Mężczyzna, który zaatakował "Piwko nie można" na Clout MMA 5?

Jak wiadomo, karta walk Clout MMA 5 nie jest jeszcze pełna, a casting na przeciwnika "Piwko nie można" wciąż trwa. Wśród wymogów zostania jego rywalem znajduje się pełnoletniość oraz masa ciała do 55 kilogramów, oraz brak przeciwwskazań do walki. Na TikToku do tej roli zaczynają się zgłaszać chętni. Jeden z nich to kolega oprawcy z nagrania, dzięki któremu taksówkarz stał się popularny.
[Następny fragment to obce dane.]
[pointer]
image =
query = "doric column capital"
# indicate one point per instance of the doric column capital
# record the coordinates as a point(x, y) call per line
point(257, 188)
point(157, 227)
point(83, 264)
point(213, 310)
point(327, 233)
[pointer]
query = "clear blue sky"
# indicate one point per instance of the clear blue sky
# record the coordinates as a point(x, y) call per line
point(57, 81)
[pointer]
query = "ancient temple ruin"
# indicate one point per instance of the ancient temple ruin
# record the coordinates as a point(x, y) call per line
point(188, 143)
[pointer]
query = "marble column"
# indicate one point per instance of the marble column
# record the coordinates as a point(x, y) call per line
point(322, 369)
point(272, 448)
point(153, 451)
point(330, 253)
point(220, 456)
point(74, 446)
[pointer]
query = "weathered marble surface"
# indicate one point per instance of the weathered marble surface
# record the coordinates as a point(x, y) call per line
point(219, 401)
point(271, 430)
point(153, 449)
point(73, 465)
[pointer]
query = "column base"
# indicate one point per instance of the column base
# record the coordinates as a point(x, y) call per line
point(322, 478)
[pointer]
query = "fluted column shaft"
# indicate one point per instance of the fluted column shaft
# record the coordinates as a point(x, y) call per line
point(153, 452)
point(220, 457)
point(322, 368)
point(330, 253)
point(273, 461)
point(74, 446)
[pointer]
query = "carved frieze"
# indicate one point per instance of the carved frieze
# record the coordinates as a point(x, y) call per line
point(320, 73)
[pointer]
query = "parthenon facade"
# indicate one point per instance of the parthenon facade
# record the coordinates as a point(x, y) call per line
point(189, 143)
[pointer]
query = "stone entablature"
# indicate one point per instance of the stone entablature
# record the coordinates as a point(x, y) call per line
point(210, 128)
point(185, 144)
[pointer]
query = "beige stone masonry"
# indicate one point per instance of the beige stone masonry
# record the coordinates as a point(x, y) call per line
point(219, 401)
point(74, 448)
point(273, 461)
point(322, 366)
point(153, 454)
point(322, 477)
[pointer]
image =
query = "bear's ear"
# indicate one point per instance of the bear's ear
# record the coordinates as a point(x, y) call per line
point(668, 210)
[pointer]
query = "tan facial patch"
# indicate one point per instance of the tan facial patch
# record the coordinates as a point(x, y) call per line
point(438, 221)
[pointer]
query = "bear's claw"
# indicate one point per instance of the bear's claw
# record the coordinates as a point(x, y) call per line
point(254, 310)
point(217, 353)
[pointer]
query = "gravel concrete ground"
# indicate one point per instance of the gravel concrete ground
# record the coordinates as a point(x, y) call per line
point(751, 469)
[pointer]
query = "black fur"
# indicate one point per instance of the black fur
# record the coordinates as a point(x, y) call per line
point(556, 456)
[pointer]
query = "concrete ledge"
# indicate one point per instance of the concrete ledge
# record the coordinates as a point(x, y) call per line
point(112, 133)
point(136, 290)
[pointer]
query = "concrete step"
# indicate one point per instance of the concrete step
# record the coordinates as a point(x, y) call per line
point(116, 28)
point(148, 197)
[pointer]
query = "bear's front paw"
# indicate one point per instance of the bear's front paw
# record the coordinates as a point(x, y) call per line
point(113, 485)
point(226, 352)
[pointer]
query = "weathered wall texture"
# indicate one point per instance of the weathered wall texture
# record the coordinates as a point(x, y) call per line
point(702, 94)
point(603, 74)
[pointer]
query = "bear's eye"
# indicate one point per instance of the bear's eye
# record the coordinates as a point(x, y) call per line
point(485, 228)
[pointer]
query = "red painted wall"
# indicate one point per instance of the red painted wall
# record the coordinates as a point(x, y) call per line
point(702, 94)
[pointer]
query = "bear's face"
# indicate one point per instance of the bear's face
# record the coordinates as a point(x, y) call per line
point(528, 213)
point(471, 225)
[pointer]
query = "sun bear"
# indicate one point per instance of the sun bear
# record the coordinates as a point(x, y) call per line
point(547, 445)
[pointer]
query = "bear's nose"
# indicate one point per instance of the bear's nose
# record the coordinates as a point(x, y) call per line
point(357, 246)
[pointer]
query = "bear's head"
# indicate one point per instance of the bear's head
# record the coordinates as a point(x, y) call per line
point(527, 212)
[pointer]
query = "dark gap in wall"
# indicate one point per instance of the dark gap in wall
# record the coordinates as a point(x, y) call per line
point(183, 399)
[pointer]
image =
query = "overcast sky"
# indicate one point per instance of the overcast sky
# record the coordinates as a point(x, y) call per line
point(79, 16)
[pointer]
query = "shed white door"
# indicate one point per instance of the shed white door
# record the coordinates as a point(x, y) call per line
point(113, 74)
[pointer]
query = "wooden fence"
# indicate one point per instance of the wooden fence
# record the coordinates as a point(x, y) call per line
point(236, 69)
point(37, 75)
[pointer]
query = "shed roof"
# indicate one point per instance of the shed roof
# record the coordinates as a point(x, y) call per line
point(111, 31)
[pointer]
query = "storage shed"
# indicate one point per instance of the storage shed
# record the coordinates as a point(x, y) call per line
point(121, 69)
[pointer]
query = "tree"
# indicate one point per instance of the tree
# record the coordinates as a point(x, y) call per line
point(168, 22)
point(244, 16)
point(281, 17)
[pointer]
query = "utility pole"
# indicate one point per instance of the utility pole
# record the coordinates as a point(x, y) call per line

Co ciekawe, już na początku nagrania do auta, w którym pretendent nagrywał, pojawił się oprawca "Piwko nie można". Cała wypowiedź w filmiku zgłoszeniowym brzmiała następująco:

U mnie można wszystko. Piwko, ten gość dał Ci rozgłos, a ten Ci go zabierze. Zwykła złotówo, wiem o Tobie więcej, niż myślisz. Zapnij pasy, bo na konferencji poruszymy kilka ważnych kwestii. Marcin będzie u mnie w narożniku, a my widzimy się w aucie. Szykuj się. Do zobaczenia na gali.

Jak można się domyślać, ludzie są oburzeni faktem, że ci dwaj mężczyźni tak rozpaczliwie próbują żerować na pobitym taksówkarzu. Wielu komentujących jest zażenowanych faktem, że oprawca "Piwko nie można" uważa się za człowieka, który dał mu przysługę, robiąc mu krzywdę. Ponadto według Twitterowiczów waga jego kolegi, to z pewnością więcej, niż 55 kilogramów, więc raczej do tego starcia nie dojdzie.

Komentujący jednak podkreślają, że ta dwójka chciała załatwić sobie nieco rozgłosu, strasząc nowy nabytek Clout możliwością swojej obecności na piątym wydarzeniu.